Of course anyone who truly loves books buys more of them than he or she can hope to read in one fleeting lifetime. A good book, resting unopened in its slot on a shelf, full of majestic potentiality, is the most comforting sort of intellectual wallpaper. — David Quaimen
When faced with abundance, we often cower — an inappropriate response in many cases, when you think about it. But abundance wasn’t only what Pasha was talking about; as an author, he was feeling sensitive to all those labours of love on the shelf, perhaps never to be touched. It is sad if we look at it that way. How do we make ourselves feel better about that while not buying up every copy in the store? We simply keep doing what we love, buying and reading what interests us. Most important, we understand our bookbuying and reading selves as absolutely essential, and not only to keep alive the industry that keeps our passion sated.

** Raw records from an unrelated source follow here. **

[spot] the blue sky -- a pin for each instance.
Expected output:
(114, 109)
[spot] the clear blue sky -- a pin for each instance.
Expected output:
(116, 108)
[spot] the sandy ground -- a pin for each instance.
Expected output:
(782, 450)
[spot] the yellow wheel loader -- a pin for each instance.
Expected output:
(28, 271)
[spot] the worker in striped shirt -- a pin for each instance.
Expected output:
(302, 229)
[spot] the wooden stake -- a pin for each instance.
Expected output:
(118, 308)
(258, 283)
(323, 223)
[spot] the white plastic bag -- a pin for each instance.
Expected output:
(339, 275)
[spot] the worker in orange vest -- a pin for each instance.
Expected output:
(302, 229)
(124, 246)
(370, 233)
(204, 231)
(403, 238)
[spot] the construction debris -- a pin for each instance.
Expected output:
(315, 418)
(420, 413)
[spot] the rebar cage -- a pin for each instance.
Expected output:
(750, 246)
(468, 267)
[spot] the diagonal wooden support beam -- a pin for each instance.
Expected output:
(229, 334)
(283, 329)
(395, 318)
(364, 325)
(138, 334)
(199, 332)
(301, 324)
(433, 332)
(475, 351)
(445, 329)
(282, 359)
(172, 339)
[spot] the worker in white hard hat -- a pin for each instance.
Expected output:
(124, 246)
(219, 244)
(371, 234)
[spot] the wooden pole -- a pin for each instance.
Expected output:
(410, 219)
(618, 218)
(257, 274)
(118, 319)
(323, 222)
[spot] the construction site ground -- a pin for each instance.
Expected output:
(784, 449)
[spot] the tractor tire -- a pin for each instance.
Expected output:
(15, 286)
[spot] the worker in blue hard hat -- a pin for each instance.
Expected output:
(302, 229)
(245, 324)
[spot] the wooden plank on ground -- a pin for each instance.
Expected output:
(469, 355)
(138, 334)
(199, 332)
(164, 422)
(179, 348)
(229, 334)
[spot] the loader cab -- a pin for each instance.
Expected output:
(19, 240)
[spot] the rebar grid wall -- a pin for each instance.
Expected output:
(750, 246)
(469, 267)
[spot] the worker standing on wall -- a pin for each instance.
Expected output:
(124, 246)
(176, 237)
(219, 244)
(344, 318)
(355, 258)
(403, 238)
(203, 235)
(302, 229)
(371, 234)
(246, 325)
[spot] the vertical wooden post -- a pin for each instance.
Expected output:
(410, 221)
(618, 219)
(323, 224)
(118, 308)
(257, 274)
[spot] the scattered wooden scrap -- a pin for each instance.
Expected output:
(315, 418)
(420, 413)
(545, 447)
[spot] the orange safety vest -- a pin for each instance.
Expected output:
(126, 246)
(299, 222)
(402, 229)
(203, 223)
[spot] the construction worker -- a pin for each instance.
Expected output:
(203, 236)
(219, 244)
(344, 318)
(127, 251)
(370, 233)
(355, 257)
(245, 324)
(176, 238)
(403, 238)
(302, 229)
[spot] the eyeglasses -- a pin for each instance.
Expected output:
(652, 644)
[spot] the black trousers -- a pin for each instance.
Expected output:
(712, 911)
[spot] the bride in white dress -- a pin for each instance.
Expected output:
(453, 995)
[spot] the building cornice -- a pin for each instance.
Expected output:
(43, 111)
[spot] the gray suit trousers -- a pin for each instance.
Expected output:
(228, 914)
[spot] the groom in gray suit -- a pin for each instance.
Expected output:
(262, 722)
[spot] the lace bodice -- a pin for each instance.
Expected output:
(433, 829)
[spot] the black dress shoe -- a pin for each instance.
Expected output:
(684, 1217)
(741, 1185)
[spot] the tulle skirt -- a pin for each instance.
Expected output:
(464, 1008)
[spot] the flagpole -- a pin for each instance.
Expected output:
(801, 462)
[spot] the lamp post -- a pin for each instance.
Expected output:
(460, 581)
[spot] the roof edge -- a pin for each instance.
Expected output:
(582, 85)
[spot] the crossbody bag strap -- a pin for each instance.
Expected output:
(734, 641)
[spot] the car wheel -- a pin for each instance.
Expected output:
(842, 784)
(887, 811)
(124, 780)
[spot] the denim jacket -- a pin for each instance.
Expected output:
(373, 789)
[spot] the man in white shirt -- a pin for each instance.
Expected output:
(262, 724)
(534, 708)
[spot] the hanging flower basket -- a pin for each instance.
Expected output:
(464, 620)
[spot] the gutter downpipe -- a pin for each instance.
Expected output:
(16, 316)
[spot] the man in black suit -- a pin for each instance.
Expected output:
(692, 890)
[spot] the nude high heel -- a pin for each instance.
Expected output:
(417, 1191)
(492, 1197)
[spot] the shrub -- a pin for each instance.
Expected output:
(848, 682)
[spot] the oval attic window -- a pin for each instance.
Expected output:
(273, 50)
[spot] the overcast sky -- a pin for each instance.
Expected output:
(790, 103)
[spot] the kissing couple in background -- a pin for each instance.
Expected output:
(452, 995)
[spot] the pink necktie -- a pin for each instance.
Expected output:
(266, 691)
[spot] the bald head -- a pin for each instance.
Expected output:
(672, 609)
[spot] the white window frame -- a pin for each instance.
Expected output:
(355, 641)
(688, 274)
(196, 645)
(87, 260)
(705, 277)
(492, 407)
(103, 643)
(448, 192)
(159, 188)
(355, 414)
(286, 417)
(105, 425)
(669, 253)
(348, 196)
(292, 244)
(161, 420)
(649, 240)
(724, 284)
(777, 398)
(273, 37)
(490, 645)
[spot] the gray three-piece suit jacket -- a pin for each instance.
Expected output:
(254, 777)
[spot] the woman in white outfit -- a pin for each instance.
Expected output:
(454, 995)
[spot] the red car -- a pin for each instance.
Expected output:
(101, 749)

In the end, Pasha concludes: “Each of those books that appears so ignored, really, only needs one human being to ignite its potential, to breathe life into it, to rescue it from the dead heap of remainderdom.” As Borges wrote,
A book is a physical object in a world of physical objects. It is a set of dead symbols. And then the right reader comes along, and the words—or rather the poetry behind the words, for the words themselves are mere symbols—spring to life, and we have a resurrection of the word.
It’s exciting, isn’t it?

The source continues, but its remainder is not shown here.